My 2025 In Review

2025 in Review

2025 was one of the greatest years in terms of learning for me.

Honestly, at the beginning of 2025 I was super worried, I was a sophomore with no prospective software engineering internship. At this point, I maybe had one real project that I was proud of and wasn't motivated to build much. I kinda just went to class, did my work, applied to internships even though I was applying late and with an unoptimized resume.

I wasn't necessarily unhappy though. At the start of the year I went to New York City and realized I want to end up there after graduation (this is important later). I met a lot of friends in this school year and did a lot of fun things like go to concerts, got into rock climbing, and played lots of basketball. TBH, I definitely don't regret it and wouldn't have traded these moments to get a good internship.

My First Internship

Midway through my spring semester, I got an internship at a small company called Nexus. I wasn't sure what to expect, a part of me honestly expected it to be a slow-moving and boring company. I was definitely wrong (lol). I had worked on projects before but at this company I had to learn their codebase and their company practices.

It was a lot at first and I was definitely given some menial tasks at the beginning of my internship. I mainly just worked on frontend bug fixes and small features. Later I was tasked with more backend tasks and I really got a good sense of system design at this point. I'd never really worked much with large databases and didn't even know what a linking table was. I kept trudging along and got pretty quick and learned how to ship quality features. I think I built most of my agency regarding my career at this internship.

One of my favorite projects was an internal tool I had full ownership of. I was given a product spec and built out everything in around 2 weeks. I got pretty good feedback and was proud of my work. After this big project, my internship was mostly smooth sailing and I had lots of fun learning how a software company actually runs.

Junior Year of School Begins/Interview Season

I knew I had to lock in this year. I loved my internship but I wanted to go to a big tech hub this summer, that was my only goal this year. In all honesty I skipped a lot of classes. I spent that time reworking my resume, applying to every internship I came across within the day they came out.

I got a Capital One powerday interview and solved everything correctly in each round. I definitely fucked up though by just being super nervous; I'd never had an interview for a company that was well known and paid well. I'm definitely laughing at myself now. I honestly think confidence in interviews gives you a leg up and can almost guarantee you an offer as long as you're an average candidate intelligence-wise. I ended up getting rejected and was pretty beat up about it. My luck changed though and I knew I couldn't fumble another opportunity.

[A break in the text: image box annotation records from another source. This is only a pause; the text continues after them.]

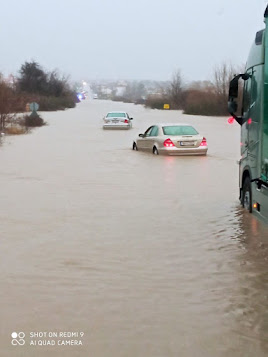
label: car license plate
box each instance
[180,141,194,146]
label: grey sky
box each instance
[0,0,267,80]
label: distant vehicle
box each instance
[76,92,86,102]
[132,124,208,155]
[103,112,133,129]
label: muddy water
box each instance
[0,100,268,357]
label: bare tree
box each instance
[0,78,25,131]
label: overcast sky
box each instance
[0,0,267,81]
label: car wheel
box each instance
[132,143,138,151]
[153,146,159,155]
[242,177,252,213]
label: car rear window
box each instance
[107,113,126,118]
[163,125,198,135]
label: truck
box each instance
[228,5,268,223]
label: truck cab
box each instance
[228,6,268,222]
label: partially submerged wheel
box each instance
[241,177,252,213]
[132,143,138,151]
[153,146,159,155]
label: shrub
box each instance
[24,112,46,127]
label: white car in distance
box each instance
[103,112,133,129]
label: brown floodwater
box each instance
[0,100,268,357]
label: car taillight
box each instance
[163,139,175,148]
[200,138,207,146]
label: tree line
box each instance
[112,63,243,116]
[0,61,77,131]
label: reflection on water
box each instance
[0,101,268,357]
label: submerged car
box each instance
[103,112,133,129]
[132,124,208,155]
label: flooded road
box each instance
[0,100,268,357]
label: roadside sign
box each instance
[30,102,39,112]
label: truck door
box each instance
[241,69,252,160]
[247,65,262,170]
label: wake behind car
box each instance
[103,112,133,129]
[132,124,208,155]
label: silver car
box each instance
[103,112,133,129]
[132,124,208,155]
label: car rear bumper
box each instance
[102,123,131,130]
[158,146,208,155]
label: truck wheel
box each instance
[242,177,252,213]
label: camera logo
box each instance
[11,332,25,346]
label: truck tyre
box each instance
[242,177,252,213]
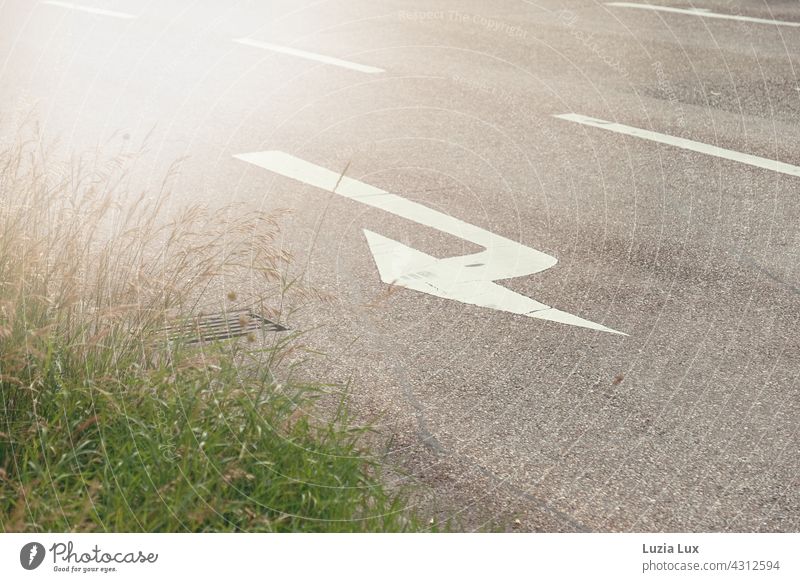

I applied to Google with no real hope in late August. I luckily got the OA in mid September and completed it the day of. I knew I aced the OA so I just prepped my LeetCode skills from September-October. I got news that I passed the OA and scheduled my interviews on October 2nd, where I did both interviews on October 7th. I felt really confident in them and received notice that I passed and was in the team matching stage on October 14th. When team matching started I was worried since this year was super competitive, but I ended up with a call in December.

When I passed my Google interviews, I really wanted a position at their Mountain View, CA office. I wanted to experience the Bay Area since I've been to New York twice, but never California. I honestly just assumed I was going to be placed in California since it's known that NYC was rarer to get and was seen as more 'selective'. This made me super surprised when my intern host's location was NYC. It was definitely bittersweet at first since I wanted to experience the Bay, but after more reflection and realizing the severity of monoculture in the Bay, I was really happy with an NYC offer.

The whole Google process was honestly painstakingly long but worth it. It taught me to always be prepared and reminded me of a Blue Lock panel.

Blue Lock panel

I was definitely lucky in the fact I even had an opportunity, and this really just set in stone that luck is when preparation meets opportunity.

Reflecting on the Process

Through this process I also had an offer at ___, and I still have that offer. However, with my Google offer, I'm actively looking to renege this summer offer to gain more startup experience; I want to learn and grow as much as possible. At this point, my agency has been as high as it's ever been. I've never been hungrier despite being at the position I dreamed of being at in 2024.

Also, if you're reading this as a CS major at a non-target school, get off LinkedIn. I swear LinkedIn is useless for finding a job.

Also went snowboarding for the first time.